TEHRAN – A group of Iranian archaeologists and fellow international experts have recently commenced a fresh round of exploration in the Burnt City, a UNESCO-registered site in southeastern Iran.

Called “Shahr-e Sukhteh” in Persian, the Burnt City is associated with four rounds of civilization, all burnt down by catastrophic sets of fire. It is situated in Sistan-Baluchestan province, which was once a junction of Bronze-Age trade routes crossing the Iranian plateau.

“The 18th archaeological season in the prehistorical site of Shahr-e Sukhteh has begun in collaboration with the Italy’s University of Salento and [the project] will last for 35 days,” senior Iranian archaeologist Seyyed Mansour Seyyed Sajadi said on Saturday, IRNA reported.

Founded around 3200 BC, the Burnt City was populated during four main periods up to 1800 BC. Previous rounds of excavations showed that its residents had great skills in weaving, creating fine arts such as decorative objects, stone carving, and pottery painting.

“This excavation work takes place in a [formerly] residential area of the 5,000-year-old site.”

“The goal is to reach older urban sections because most of the excavations so far have been related to the second, third, and fourth periods and less information about the times prior to these eras,” the expert noted.

The expert also addresses some limitations that such a project faces in the country, adding “Given some limitations, [our] excavation is focused on studies of zoology, botany, and anthropology because these excavations could yield a lot of information about the animals, plantation and human life in the Burnt City.”

Back in May, archaeologists discovered remains of a prehistoric monkey in the Burnt City, concluding that the animal was held in captivity in a cage when it died.

Based on surveys and scientific studies on the monkey’s skeleton, the animal was dead in captivity in a cage and it was buried by its owner like a child within a beautiful container, Seyyed Sajjadi noted at that time.

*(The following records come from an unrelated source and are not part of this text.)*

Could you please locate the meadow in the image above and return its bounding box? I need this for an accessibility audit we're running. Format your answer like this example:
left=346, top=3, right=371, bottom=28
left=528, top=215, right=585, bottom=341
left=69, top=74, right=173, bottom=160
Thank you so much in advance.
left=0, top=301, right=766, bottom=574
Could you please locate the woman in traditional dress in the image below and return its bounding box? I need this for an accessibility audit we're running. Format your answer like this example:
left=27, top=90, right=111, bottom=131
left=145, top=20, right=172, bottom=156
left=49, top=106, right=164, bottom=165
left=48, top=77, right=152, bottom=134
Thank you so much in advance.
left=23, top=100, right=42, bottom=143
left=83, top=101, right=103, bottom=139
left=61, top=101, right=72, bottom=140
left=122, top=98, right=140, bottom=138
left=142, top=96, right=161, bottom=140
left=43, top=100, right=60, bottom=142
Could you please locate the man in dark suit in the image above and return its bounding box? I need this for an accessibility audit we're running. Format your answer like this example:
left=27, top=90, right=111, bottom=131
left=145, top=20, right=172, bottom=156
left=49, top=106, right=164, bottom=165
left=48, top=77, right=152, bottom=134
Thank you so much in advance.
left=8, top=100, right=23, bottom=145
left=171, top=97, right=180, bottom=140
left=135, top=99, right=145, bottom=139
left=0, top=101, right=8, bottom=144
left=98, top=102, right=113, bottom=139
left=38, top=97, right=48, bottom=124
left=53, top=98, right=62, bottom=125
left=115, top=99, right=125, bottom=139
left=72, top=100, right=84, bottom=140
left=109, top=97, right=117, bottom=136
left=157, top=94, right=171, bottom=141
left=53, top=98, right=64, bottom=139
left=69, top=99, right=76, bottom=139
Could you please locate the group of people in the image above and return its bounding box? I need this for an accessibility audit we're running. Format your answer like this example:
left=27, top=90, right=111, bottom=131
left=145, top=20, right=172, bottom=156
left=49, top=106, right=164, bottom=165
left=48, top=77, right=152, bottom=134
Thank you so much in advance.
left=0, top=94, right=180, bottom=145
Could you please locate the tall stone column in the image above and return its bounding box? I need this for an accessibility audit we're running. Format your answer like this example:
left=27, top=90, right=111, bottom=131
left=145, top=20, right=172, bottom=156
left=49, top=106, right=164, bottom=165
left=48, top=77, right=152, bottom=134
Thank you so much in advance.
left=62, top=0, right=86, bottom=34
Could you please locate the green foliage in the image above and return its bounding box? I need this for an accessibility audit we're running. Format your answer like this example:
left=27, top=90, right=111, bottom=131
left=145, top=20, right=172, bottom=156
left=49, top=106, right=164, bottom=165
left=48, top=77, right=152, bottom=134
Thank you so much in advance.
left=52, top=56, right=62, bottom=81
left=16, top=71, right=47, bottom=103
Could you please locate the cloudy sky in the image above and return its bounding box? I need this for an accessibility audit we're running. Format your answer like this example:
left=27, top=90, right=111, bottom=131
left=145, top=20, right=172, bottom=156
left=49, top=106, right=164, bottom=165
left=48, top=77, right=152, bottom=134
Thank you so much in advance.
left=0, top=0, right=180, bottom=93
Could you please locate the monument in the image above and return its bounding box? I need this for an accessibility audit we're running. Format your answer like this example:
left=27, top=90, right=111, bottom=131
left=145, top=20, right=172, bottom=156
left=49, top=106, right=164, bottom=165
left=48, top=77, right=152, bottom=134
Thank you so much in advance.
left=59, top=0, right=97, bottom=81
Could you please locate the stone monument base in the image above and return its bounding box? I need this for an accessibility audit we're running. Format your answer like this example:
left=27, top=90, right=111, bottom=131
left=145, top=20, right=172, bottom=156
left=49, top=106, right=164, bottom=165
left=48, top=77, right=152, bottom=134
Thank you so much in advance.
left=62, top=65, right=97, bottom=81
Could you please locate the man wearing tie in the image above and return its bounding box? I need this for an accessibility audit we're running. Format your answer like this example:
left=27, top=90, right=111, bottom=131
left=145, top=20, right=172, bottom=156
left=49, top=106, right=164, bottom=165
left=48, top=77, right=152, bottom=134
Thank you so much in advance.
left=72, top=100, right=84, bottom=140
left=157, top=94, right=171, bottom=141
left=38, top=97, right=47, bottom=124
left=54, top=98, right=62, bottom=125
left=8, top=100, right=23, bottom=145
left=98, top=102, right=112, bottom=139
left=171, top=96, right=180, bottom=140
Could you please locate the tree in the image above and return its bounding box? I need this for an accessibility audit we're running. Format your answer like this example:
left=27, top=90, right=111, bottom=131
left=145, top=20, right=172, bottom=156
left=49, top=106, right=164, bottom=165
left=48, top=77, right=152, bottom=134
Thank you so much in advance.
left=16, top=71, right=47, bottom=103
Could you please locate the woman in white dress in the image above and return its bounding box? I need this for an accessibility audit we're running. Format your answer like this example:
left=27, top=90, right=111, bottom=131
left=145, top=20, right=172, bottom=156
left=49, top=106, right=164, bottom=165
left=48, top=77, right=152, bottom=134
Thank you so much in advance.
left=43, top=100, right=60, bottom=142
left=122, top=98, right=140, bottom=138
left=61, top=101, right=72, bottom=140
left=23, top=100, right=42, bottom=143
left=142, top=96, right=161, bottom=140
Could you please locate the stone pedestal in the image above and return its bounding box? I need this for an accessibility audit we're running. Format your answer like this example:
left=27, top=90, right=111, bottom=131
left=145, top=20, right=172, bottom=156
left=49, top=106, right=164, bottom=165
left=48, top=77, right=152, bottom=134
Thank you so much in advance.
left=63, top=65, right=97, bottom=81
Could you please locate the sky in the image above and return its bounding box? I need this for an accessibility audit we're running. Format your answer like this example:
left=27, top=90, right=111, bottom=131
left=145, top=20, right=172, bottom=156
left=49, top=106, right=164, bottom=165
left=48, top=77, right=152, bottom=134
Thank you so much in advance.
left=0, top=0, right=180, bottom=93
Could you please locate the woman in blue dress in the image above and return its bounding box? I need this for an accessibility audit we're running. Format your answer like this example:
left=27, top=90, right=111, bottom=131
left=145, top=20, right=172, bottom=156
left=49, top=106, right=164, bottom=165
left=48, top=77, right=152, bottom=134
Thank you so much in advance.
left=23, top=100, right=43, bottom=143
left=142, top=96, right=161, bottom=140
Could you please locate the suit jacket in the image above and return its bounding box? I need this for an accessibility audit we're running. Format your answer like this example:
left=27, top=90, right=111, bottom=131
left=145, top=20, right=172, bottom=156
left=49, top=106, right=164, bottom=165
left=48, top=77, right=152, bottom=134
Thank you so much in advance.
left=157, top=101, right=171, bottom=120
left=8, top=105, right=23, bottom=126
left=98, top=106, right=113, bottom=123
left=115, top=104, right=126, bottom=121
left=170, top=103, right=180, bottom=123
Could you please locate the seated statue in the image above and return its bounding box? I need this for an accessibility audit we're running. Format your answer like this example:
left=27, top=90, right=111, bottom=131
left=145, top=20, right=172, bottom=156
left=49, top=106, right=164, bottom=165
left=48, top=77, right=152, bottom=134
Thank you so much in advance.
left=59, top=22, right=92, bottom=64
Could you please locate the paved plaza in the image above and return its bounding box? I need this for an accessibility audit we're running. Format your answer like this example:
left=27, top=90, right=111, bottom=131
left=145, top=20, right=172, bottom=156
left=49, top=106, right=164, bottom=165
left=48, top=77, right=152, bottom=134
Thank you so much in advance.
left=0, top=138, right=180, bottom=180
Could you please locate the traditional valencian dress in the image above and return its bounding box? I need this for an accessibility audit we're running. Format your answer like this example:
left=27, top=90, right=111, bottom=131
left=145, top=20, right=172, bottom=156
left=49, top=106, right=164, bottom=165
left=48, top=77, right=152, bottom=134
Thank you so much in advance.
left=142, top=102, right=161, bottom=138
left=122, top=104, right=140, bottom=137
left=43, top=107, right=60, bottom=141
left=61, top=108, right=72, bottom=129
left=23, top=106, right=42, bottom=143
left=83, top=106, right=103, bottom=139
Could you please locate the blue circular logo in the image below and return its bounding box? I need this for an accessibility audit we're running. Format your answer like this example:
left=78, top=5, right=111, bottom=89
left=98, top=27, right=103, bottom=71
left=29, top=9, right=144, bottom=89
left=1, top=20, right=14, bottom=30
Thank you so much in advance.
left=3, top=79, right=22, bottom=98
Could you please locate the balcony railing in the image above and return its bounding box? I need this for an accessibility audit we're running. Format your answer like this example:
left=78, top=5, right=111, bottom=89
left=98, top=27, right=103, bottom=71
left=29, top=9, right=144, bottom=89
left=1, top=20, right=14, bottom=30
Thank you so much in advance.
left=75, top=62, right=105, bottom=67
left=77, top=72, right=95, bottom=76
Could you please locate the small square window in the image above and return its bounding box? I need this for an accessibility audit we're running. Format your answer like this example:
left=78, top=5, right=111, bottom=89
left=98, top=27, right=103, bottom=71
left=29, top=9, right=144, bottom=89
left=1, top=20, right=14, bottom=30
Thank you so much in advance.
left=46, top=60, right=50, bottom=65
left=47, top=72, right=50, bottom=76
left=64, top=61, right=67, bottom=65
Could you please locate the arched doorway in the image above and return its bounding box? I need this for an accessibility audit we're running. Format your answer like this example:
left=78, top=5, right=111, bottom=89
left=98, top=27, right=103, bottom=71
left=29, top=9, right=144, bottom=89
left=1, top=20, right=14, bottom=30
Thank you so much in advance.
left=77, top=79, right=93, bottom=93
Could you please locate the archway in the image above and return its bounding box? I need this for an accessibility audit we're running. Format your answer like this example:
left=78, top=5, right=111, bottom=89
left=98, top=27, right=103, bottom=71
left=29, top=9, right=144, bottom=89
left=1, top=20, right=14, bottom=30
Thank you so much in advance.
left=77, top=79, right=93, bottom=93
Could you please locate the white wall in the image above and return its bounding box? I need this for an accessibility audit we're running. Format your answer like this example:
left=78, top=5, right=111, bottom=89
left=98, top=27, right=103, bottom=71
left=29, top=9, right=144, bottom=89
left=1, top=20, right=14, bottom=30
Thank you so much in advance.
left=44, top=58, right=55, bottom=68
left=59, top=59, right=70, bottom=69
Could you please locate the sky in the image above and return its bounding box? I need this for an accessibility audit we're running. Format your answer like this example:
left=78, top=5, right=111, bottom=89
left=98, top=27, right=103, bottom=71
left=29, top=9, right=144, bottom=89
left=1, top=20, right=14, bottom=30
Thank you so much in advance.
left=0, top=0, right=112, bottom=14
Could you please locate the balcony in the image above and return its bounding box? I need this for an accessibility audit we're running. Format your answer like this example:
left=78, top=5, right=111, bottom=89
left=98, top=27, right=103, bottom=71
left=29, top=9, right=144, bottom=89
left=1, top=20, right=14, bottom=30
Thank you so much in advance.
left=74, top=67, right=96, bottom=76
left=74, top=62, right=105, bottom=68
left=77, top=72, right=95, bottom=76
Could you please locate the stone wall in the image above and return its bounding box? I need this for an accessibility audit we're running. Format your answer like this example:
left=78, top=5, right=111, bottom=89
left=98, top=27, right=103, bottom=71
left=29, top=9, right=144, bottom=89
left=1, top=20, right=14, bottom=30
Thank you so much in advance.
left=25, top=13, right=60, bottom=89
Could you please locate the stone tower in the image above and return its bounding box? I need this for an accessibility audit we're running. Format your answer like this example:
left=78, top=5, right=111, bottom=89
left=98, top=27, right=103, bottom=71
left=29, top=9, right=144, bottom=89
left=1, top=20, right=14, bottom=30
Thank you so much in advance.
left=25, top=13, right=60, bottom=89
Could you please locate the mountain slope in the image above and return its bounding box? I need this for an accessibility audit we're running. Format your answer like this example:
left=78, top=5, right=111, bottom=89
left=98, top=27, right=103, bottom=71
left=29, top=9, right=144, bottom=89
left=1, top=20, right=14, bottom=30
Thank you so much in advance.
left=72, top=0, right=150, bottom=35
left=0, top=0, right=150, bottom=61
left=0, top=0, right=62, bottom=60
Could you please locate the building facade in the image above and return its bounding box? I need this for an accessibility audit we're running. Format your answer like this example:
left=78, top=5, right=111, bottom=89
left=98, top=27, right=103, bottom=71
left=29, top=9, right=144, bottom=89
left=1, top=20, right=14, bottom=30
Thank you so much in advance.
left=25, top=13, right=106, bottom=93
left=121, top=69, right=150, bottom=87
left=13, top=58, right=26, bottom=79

Talking on the importance of the discovery, the archaeologist cited two reasons: “First, this type of monkey is not originally lived in the Iranian Plateau and based on [our] studies, such an animal was found [in a region] from northern India to the borders of China and Central Asia, so the monkey was one of the imported goods to the Burned City.”

“Since the Burned City had lots of commercial relations with the eastern territories of Iran such as northern India and central Asia, and there is a lot of information in this regard, we found that the monkey came from there.”

“The other issue is that in the ancient world, monkeys were essentially regarded as a luxury and aristocratic belongings. And they were imported to be presented to people of certain social classes such as elites, merchants, governors and religious authorities,” he explained.

Founded around 3200 BC, the Burnt City was populated during four main periods up to 1800 BC. Previous rounds of excavations showed that its residents had great skills in weaving, creating fine arts such as decorative objects, stone carving, and pottery painting.